In September, 1865, HINSDALE was platted, and was recorded in August, 1866. the village is located on the extreme eastern line of the township, and is fifteen miles south-west from Chicago, and on the main line of the Chicago, Burlington and Quincy railroad. The location is a beautiful rolling prairie, and already the village is assuming the appearance of a city, and can boast of a greater number of fine residences than any town in the county.
The Baptist Church was organized in 1866 by Rev. N. Colver, with fifteen members. A church was erected in 1870, at a cost of $12,000. Present membership, about fifty.
The Unitarian Church was organized in 1869, by Rev. G. H. Wilhelm, with 40 members. this and the Universalist Society occupy in a company a church built by A. J. Stough, at a cost of about $5,000.
The Congregational Church of Hinsdale was organized August 12, 1866. The present membership is 48. They now have a fine church nearly completed, and, when finished, will cost from $12,000 to $15,000.
Hinsdale has fine public schools, which are well attended, as well as an academy, which is also in a flourishing condition.
CLARENDON HILLS is the name of a plat lying immediately west of Hinsdale, and also on the line of the railroad; the peculiarity of this place being its crooked streets, no two streets being parallel, not no two lots of the same shape or size. The town is new, only being recorded November 4, 1873. It occurs to the writer that only men of steady habits must settle in this place, for the serpentine appearance of the streets might prove too much for a head not evenly balanced.
The Methodists of this place have a class formed of 25 members, and occupy the school-house for services. The natural location of this plat is beautiful, and bids fair to receive its share of public favor.
DOWNER'S GROVE- The village of this name is located on the main line of the Chicago, Burlington and Quincy Railroad, and at the center of section eight, and is 22 miles from Chicago. It is one of the old towns of the county. The location is beautiful- the timber coming up to the village on the west. The Linden Heights Association is now buying up the lands around this point, with the view of a re-subdivision, preparatory for a new town on a more modern scale. There are fine schools at this place. A mill is now being erected for the grinding of feed; also for the manufacture of sash, doors and blinds. About one and a-half miles east of this place are fine brick-kilns, where building material of a fine quality can be obtained.

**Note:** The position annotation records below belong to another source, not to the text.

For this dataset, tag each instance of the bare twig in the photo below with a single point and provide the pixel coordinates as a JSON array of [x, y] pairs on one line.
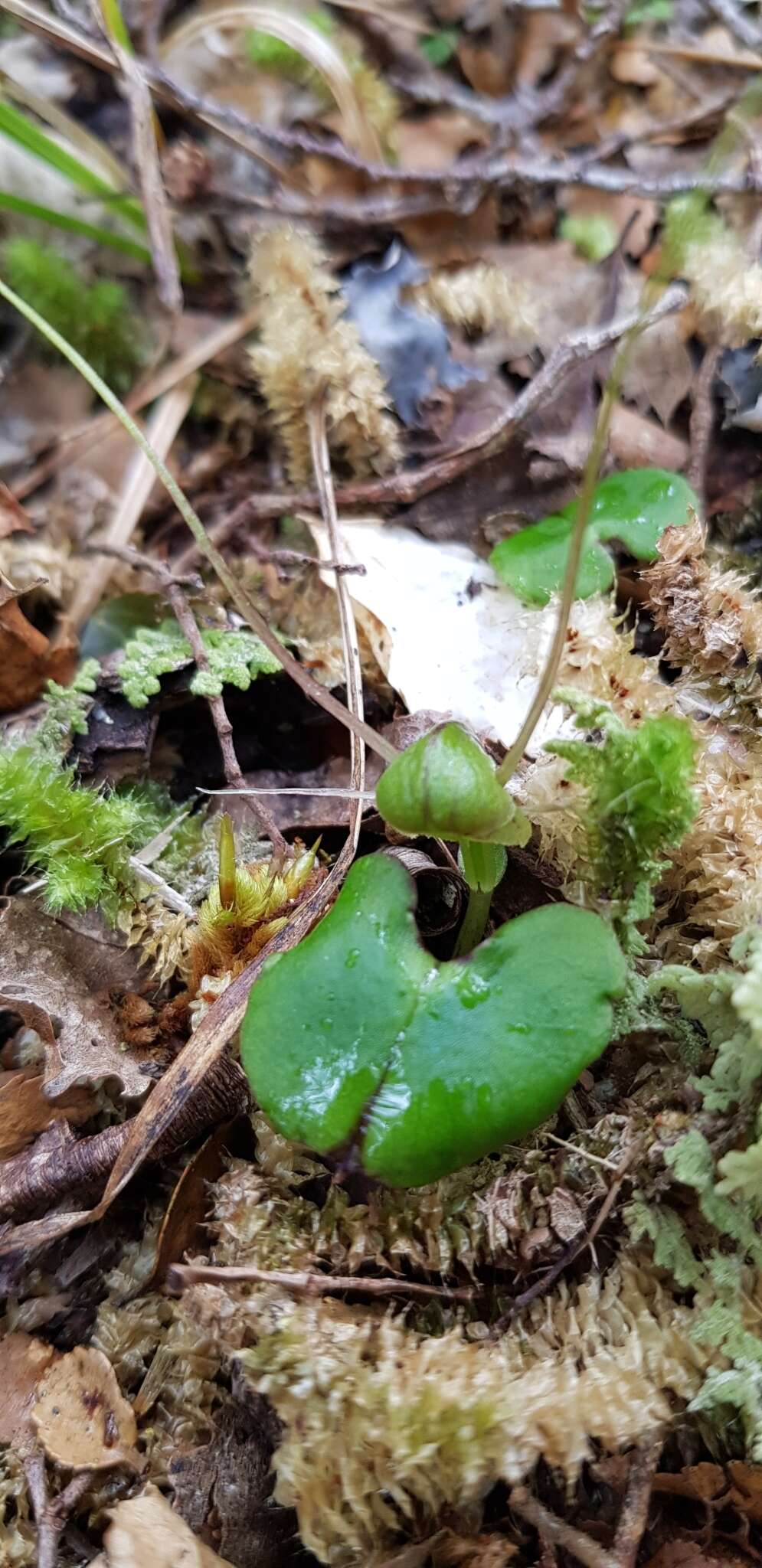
[[739, 24], [527, 1297], [190, 629], [149, 176], [170, 896], [139, 482], [184, 1276], [703, 419], [160, 381], [410, 485], [83, 1165], [54, 1518], [352, 665], [637, 1498], [557, 1530]]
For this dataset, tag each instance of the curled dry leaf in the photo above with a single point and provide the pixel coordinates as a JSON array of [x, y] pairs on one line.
[[68, 975], [146, 1529], [25, 1111], [22, 1363], [80, 1416], [27, 658]]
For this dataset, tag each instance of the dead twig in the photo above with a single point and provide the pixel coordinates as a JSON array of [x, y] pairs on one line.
[[404, 490], [634, 1517], [703, 419], [160, 381], [149, 176], [52, 1518], [527, 1297], [557, 1532], [737, 22], [306, 1283]]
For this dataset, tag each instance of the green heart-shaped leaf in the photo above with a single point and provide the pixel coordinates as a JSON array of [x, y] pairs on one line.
[[634, 507], [359, 1035], [446, 788]]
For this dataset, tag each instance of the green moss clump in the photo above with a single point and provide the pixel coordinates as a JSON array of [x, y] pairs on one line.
[[640, 799], [94, 317], [79, 838]]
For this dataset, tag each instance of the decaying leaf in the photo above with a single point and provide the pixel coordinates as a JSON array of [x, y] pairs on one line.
[[25, 1111], [70, 975], [22, 1364], [80, 1416], [145, 1529]]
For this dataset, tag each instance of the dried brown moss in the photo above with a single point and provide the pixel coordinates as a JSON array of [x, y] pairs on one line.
[[386, 1429]]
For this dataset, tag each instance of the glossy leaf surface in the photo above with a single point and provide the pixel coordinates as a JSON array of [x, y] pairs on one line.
[[634, 507], [446, 786], [359, 1035]]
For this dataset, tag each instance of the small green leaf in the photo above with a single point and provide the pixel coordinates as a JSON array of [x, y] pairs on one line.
[[593, 236], [446, 786], [634, 507], [440, 47], [359, 1035]]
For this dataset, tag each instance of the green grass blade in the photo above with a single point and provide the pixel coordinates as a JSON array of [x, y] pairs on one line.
[[21, 129], [61, 220]]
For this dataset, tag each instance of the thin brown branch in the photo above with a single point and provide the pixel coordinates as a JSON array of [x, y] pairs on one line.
[[541, 1286], [634, 1517], [82, 1165], [703, 419], [306, 1283], [557, 1530], [737, 22], [52, 1521], [350, 646], [151, 184], [190, 629], [410, 485]]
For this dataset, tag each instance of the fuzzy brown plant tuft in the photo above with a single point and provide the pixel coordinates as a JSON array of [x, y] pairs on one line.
[[308, 345], [482, 299], [711, 622]]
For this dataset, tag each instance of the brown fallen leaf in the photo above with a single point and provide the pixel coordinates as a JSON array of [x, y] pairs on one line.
[[13, 516], [68, 974], [747, 1488], [22, 1363], [146, 1532], [25, 1111], [639, 443], [80, 1416], [697, 1482], [27, 658]]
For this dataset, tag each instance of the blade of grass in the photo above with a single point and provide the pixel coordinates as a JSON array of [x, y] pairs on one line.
[[63, 220], [218, 564], [145, 148], [21, 129]]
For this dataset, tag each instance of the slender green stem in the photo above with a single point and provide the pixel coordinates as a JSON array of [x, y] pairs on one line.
[[474, 924], [237, 595], [573, 562]]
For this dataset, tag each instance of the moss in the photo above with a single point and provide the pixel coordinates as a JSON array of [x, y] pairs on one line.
[[94, 317]]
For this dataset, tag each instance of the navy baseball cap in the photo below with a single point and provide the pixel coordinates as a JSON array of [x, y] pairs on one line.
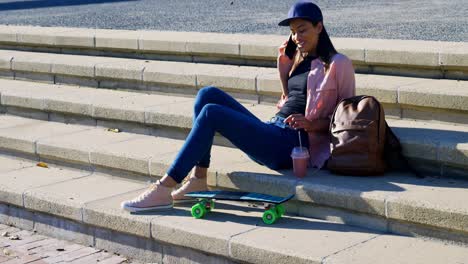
[[305, 10]]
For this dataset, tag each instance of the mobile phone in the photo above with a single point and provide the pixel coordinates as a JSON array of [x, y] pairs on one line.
[[290, 48]]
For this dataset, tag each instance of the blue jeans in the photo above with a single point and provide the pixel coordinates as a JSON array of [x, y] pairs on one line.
[[269, 144]]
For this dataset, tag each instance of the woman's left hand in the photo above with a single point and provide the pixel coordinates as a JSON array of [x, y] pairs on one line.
[[299, 121]]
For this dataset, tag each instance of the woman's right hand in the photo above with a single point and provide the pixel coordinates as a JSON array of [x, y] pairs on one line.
[[281, 101], [284, 63]]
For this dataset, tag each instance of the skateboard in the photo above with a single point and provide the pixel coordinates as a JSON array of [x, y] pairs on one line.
[[272, 204]]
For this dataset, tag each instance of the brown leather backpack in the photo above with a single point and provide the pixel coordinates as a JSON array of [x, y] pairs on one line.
[[358, 133]]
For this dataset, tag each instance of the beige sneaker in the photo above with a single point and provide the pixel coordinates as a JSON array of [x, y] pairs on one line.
[[156, 197], [193, 184]]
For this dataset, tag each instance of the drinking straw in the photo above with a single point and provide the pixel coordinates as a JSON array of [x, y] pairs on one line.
[[299, 134]]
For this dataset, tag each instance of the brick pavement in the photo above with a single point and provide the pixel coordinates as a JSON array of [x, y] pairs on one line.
[[21, 246]]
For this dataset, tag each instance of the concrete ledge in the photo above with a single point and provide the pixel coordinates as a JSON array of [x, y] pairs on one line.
[[228, 234], [403, 92], [446, 57], [440, 144], [232, 169]]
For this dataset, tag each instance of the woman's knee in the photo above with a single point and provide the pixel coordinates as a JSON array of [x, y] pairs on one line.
[[205, 96]]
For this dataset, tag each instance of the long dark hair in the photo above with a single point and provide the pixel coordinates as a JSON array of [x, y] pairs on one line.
[[325, 49]]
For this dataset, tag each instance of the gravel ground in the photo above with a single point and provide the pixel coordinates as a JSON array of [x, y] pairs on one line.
[[405, 19]]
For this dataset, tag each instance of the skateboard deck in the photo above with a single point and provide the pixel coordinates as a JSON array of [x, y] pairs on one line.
[[272, 204]]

The Baptist Church was organized 1852 by S. F. Holt. The first house of worship was erected in 1853, and was burned in 1871. A new house has since been built at a cost of $6,500, and waS dedicated March 25, 1872. Present membership, 100.
The Methodist Episcopal Church formed a class, and held services as early as 1839. The Church was regularly organized, 1841, by Rev. Mr. Grundy, with nine members, and in 1852 erected a house of worship. Present membership is 35.
The German Evangelical Church of Downer's Grove was organized 1858, with 35 members, which has increased to 50, and now occupy the church formerly owned by the Congregationalists.
The Congregational Church was organized in 1836, and erected a house, one mile and a-half west of Downer's Grove, and occupied it until 1855. They now hold services at Downer's Grove Village, and design building this season.
The Methodist Episcopal Church of Cass, in the southern part of this township, was organized in 1834, with five members. In 1870 they erected a fine church building, on land donated by Wm. Smart for this purpose. The church is in a prosperous condition.